THE COURIER/Photo by Billy Rennison

More city motorists may be getting tickets because of shorter yellow lights at the city’s red-light cameras, the New York Post reported.

AAA New York, through recent random surveys, found that at intersections with the cameras that catch drivers running reds, yellow lights were “shorter by as much as 15 percent compared to the city standard.”

According to the Department of Transportation (DOT), at the average 30 mph intersection, yellow lights are supposed to be three seconds long, but AAA found that at intersections with red-light cameras, yellow lights were 2.53 seconds, the Post reported.

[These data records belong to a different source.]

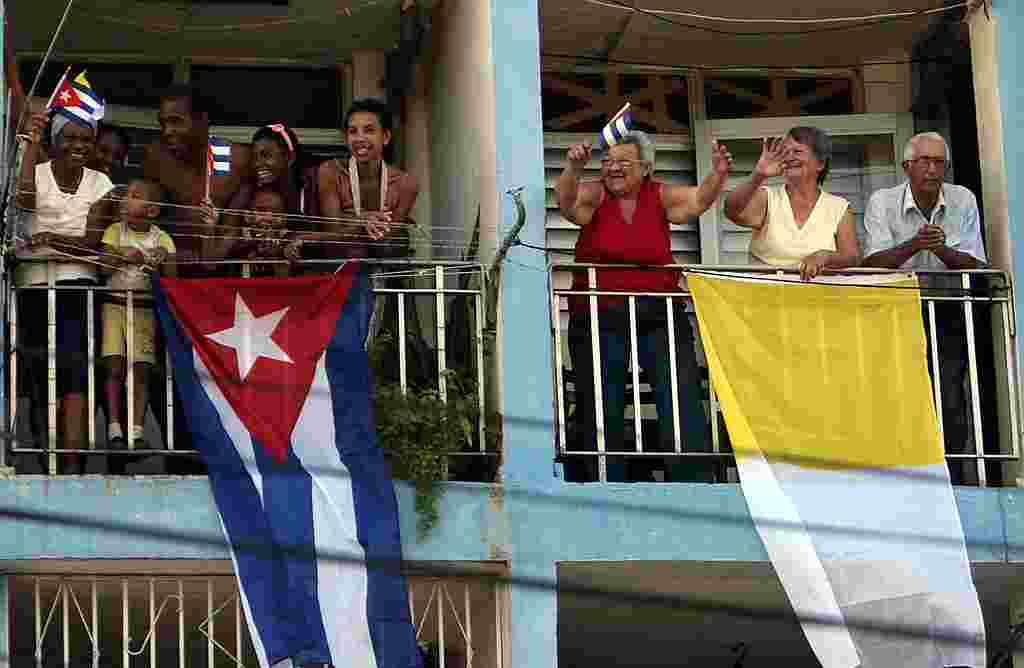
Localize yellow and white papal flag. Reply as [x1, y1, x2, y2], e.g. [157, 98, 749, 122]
[687, 273, 985, 668]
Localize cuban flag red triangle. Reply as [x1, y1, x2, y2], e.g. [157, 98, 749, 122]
[161, 272, 353, 462]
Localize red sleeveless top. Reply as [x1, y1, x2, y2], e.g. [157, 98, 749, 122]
[568, 178, 682, 311]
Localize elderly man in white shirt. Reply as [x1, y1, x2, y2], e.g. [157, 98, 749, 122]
[863, 132, 987, 485]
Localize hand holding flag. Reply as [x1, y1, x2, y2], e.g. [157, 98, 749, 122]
[44, 68, 106, 141]
[206, 136, 231, 200]
[594, 102, 633, 151]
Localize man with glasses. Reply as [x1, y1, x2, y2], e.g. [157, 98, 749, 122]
[863, 132, 987, 485]
[555, 131, 732, 482]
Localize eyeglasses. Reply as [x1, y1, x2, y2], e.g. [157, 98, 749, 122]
[601, 158, 636, 169]
[910, 156, 946, 169]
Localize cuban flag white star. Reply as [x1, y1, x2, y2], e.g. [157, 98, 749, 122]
[207, 294, 295, 382]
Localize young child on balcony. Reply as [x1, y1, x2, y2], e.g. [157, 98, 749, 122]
[216, 189, 301, 276]
[100, 179, 175, 458]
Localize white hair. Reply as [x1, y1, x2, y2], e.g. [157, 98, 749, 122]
[618, 130, 654, 173]
[903, 132, 952, 163]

In the city, there are 170 red-light cameras at 150 intersections, said the Post.

According to the paper, AAA is planning on using these findings to prevent the red-light program from expanding.

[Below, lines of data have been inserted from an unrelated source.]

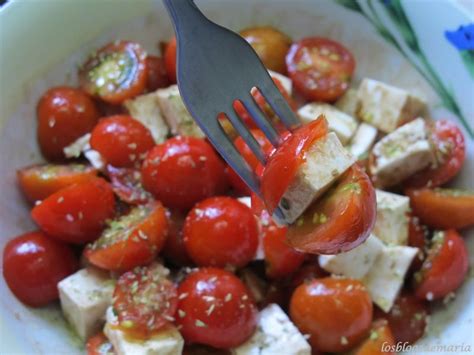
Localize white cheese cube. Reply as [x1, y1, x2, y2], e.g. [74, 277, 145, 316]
[156, 85, 204, 138]
[280, 132, 356, 224]
[369, 118, 435, 188]
[372, 190, 410, 245]
[124, 91, 169, 143]
[231, 304, 311, 355]
[298, 102, 357, 145]
[319, 234, 384, 280]
[357, 79, 426, 133]
[362, 246, 418, 312]
[58, 267, 114, 339]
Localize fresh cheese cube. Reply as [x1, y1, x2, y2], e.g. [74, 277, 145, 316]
[369, 118, 435, 188]
[104, 307, 184, 355]
[372, 189, 410, 245]
[231, 304, 311, 355]
[156, 85, 204, 138]
[124, 91, 169, 143]
[298, 102, 357, 145]
[362, 246, 418, 312]
[58, 267, 114, 339]
[319, 234, 384, 280]
[356, 79, 426, 133]
[280, 132, 356, 224]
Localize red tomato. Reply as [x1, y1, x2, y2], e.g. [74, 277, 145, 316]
[90, 115, 155, 168]
[286, 37, 355, 101]
[3, 231, 79, 307]
[183, 197, 259, 267]
[405, 188, 474, 229]
[36, 86, 99, 161]
[415, 229, 469, 301]
[405, 120, 466, 188]
[290, 277, 372, 352]
[287, 163, 376, 254]
[79, 41, 147, 104]
[113, 265, 178, 338]
[17, 164, 97, 203]
[31, 178, 115, 244]
[84, 204, 168, 271]
[142, 137, 227, 210]
[176, 268, 257, 349]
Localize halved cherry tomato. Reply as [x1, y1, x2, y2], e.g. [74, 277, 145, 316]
[31, 178, 115, 244]
[405, 120, 466, 188]
[142, 137, 227, 210]
[79, 41, 147, 104]
[286, 37, 355, 101]
[17, 164, 97, 203]
[113, 265, 178, 338]
[183, 197, 259, 267]
[415, 229, 469, 301]
[176, 268, 257, 349]
[90, 115, 155, 168]
[84, 203, 168, 271]
[290, 277, 372, 353]
[36, 86, 99, 161]
[287, 163, 376, 254]
[405, 188, 474, 229]
[3, 231, 79, 307]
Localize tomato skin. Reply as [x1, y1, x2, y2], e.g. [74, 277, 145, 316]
[286, 37, 356, 102]
[290, 277, 372, 352]
[176, 268, 257, 349]
[142, 136, 228, 210]
[31, 178, 115, 244]
[415, 229, 469, 301]
[3, 231, 79, 307]
[90, 115, 155, 168]
[405, 188, 474, 229]
[183, 197, 259, 267]
[17, 164, 97, 203]
[36, 86, 99, 161]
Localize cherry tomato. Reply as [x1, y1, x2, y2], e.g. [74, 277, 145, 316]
[79, 41, 147, 104]
[17, 164, 97, 203]
[84, 204, 168, 271]
[240, 26, 291, 74]
[142, 137, 227, 210]
[36, 86, 99, 161]
[176, 268, 257, 349]
[90, 115, 155, 168]
[290, 277, 372, 352]
[415, 229, 469, 301]
[31, 178, 115, 244]
[113, 265, 178, 338]
[286, 37, 355, 101]
[3, 231, 79, 307]
[405, 188, 474, 229]
[183, 197, 259, 267]
[287, 163, 376, 254]
[405, 120, 466, 188]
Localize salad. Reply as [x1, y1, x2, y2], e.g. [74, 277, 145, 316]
[3, 27, 474, 355]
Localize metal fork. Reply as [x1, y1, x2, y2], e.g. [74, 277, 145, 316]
[164, 0, 300, 220]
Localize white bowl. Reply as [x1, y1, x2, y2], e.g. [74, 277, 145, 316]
[0, 0, 474, 354]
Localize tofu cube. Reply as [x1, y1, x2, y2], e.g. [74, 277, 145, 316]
[369, 118, 435, 188]
[298, 102, 357, 145]
[280, 132, 356, 224]
[372, 190, 410, 245]
[231, 304, 311, 355]
[356, 79, 426, 133]
[319, 234, 384, 280]
[58, 267, 114, 340]
[156, 85, 204, 138]
[362, 246, 418, 312]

“Municipalities must remember that public support for the programs will remain only if the programs are fair and target deliberate red-light running, not drivers trapped by short “yellow” (amber) times,” said AAA New York on its website.

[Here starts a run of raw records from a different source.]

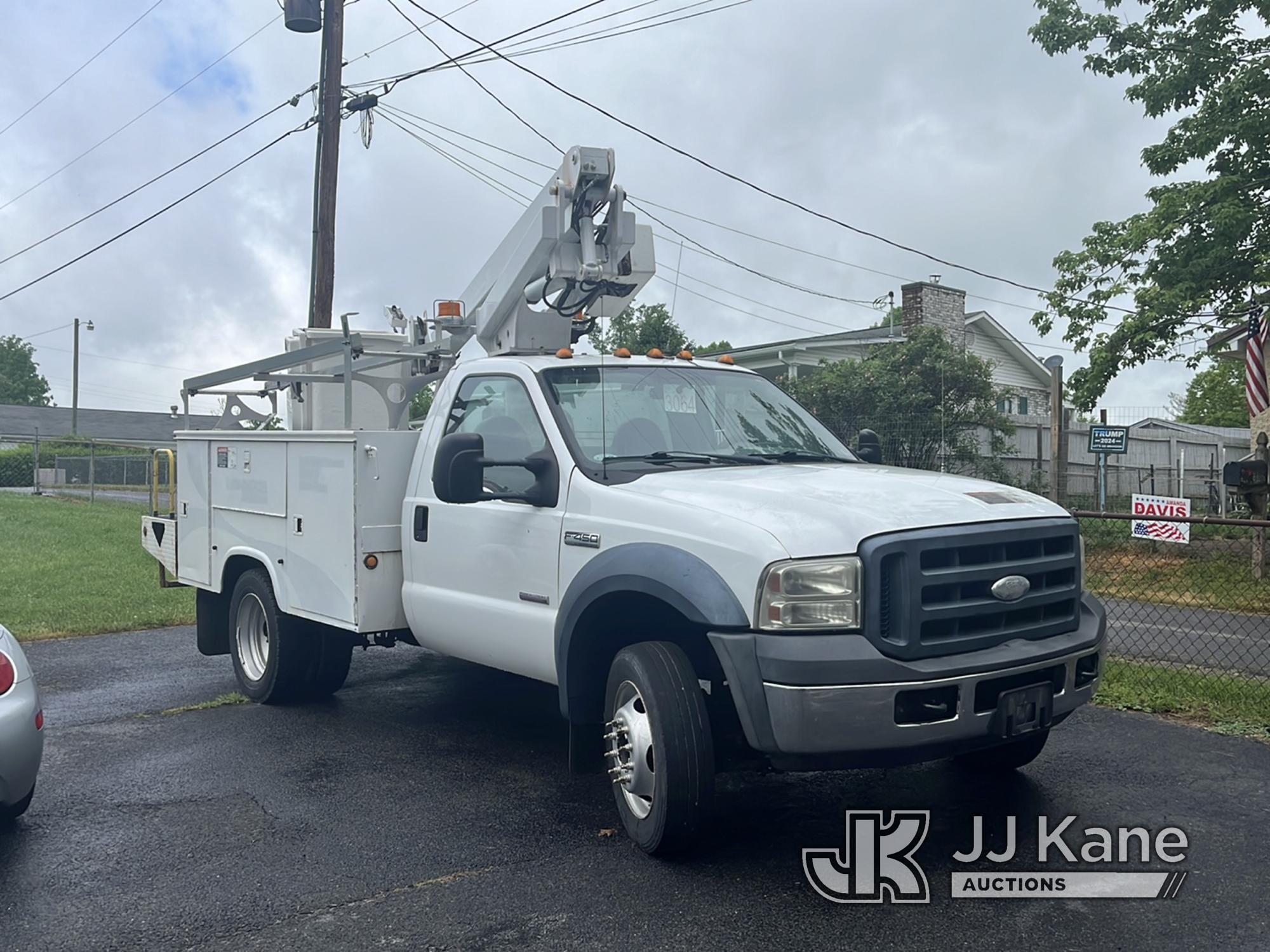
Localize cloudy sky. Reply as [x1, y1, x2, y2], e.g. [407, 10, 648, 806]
[0, 0, 1190, 410]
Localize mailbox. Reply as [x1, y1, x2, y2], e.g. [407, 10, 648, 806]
[1222, 459, 1266, 493]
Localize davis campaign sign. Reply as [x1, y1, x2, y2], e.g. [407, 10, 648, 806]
[1129, 493, 1190, 546]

But the DOT is refuting AAA’s findings.

“This ‘study’ is bogus and the real victims here are the New Yorkers who have lost their lives in red-light running crashes. Red-light cameras save lives and deter dangerous driving, and we should dedicate resources to dangers that are killing people instead of false ‘gotcha’ claims. Two of the locations in this ‘study’ don’t even have red-light cameras and the other two—out of nearly 12,500 signalized intersections citywide—are properly timed. New York’s red-light cameras operate with a .3-second delay so that any minor variations don’t result in violations. Even though there is no legal requirement, all signals citywide are timed to the same standard regardless of whether there are cameras,” said DOT Commissioner Janette Sadik-Khan.

AAA tested the yellow lights at four Manhattan intersections: First Avenue and 125th Avenue; Madison Avenue and 96th Street; Amsterdam Avenue and 110th Street; and Amsterdam Avenue and 96th Street.